Juan Antonio Rosado

Es ultracitada la frase de Wittgenstein: “los límites de mi lenguaje son los límites de mi mundo”. Aquí es clara la interrelación mundo-lenguaje, y esa interrelación yace en el fondo del pensamiento. Si invirtiéramos la frase y dijéramos “el límite de mi mundo es el límite de mi lenguaje” sería lo mismo porque ambas entidades (mundo y lenguaje) no pueden existir aisladas ni siquiera en el reino animal, pues los llamados animales “irracionales” también interactúan con otros y con el mundo, incluso de un modo más intenso que muchos humanos capaces de razonar. ¿No está la realidad que me rodea en estrecha relación con la manera en que la nombro? ¿Cuáles son los límites del lenguaje si constantemente se transforma, al igual que el mundo? El adjetivo posesivo “mi” no implica ningún uso privado. Mi mundo es el mundo, y mi lenguaje es el lenguaje. No puede provenir de otro lado. El lenguaje es necesariamente social, colectivo, o sencillamente no es. Sin diálogo o interacción con otro no hay lenguaje. Ni siquiera Joyce, en Finnegans Wake, hizo un lenguaje privado, como lo han demostrado los exégetas de ese libro.

Si todo individuo tiene el deber de reflexionar en torno a la palabra, con mayor razón un escritor, alguien que, usando los sintagmas como materia prima, moldea ideas, sensaciones, imágenes, caracteres, tramas… Lo ideal sería que todo mundo reflexionara sobre esto, pero somos incapaces de saber cómo piensan las especies animales. Creo que la distinción entre mundo humano y mundo animal es pertinente y necesaria. Sin ella no se entendería ni el arte ni el erotismo ni la gastronomía ni ninguna otra forma exclusivamente humana.
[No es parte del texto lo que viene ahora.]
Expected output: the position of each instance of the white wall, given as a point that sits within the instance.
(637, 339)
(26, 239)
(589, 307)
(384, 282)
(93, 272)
Bataille lo ha dicho claramente: el erotismo es cultural, sólo humano. El animal humano niega el dato natural y lo transfigura con su razón e imaginación. Afirmar que sólo hay “mundo” es irrelevante, aunque toda acción sea lenguaje. Es claro que las acciones humanas se diferencian de forma abismal de los animales. Los delfines, perros, ardillas, pájaros poseen lenguajes y actúan de distintos modos; eso es indiscutible. Pero sus lenguajes se adecuan a sus necesidades y a sus relaciones con el mundo: sirven para algo; son simplemente útiles y ya. El ser humano es el animal que transforma la sexualidad animal en erotismo, la alimentación animal en gastronomía, el lenguaje útil de los animales en poesía y literatura, los sonidos en música, los movimientos en danza… Es absurdo interpretar que los animales “danzan” o “cantan” o tienen relaciones “eróticas”, de ahí la necesidad, cuando menos en un sentido provisional, de aceptar la separación entre mundo natural y mundo humano.

Volviendo a Wittgenstein, es cierto que el yo existe porque es parte de la gramática, pero ésta no existiría sin el yo, y el yo no existiría jamás sin el prójimo. Una cosa nos lleva a otra, pero siempre, detrás, la interrelación mundo-lenguaje. Me figuro el mundo humano a partir de que lo identifico nombrándolo, y si no puedo nombrarlo, invento palabras para hacerlo. El “mundo” no sólo es lo que nos rodea y desde donde se opera el lacaniano “estadio del espejo”, sino también el mundo interior. Lo que no puedo imaginar, percibir mediante los sentidos o soñar, simplemente no existe. Lo que puedo imaginar, soñar o percibir con los sentidos, puedo también nombrarlo, o tratar de hacerlo. El límite de nuestro lenguaje es el límite de nuestro mundo y viceversa. El solipsismo absoluto es imposible, como lo es la nada.